Dying and rising with Christ


This afternoon we started the latest of our regular (three times a year) 8-week English-Farsi baptism classes. Today was our introduction, looking at what baptism is.

Both Jesus and Paul (one of his early followers) describe baptism as dying and rising with Jesus, in which we are made one with him and with all the baptised. This dying and rising is not a metaphor. It is a mystical reality. It is also an anthropological and sociological reality.

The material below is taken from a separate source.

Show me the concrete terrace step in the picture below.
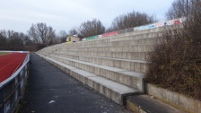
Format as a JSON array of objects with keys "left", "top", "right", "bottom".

For my Iranian friends, their decision to turn towards God in the Way of Jesus has meant that their families, their friends, their community, their nation considers them to be dead. This is, of course, a two-way loss. My Iranian friends grieve having been put to death by the state, as Jesus was; they grieve being counted as dead by those they love; they grieve their familys pain; and I bear witness to their mourning, the outward expression of grief. And we can be sure that their family, their friends, most likely their community, and perhaps even their nation, mourns for them as for the death of any daughter or son.

For some, this would be grounds to rail against religion, whether in the form of Islamic (and other) fundamentalism, or religion in general. But as I said, this is an anthropological and sociological reality. One might as well rail against humanity and society. The hope of baptism is dying to what has already been marred here, and of rising and living into a new humanity and society.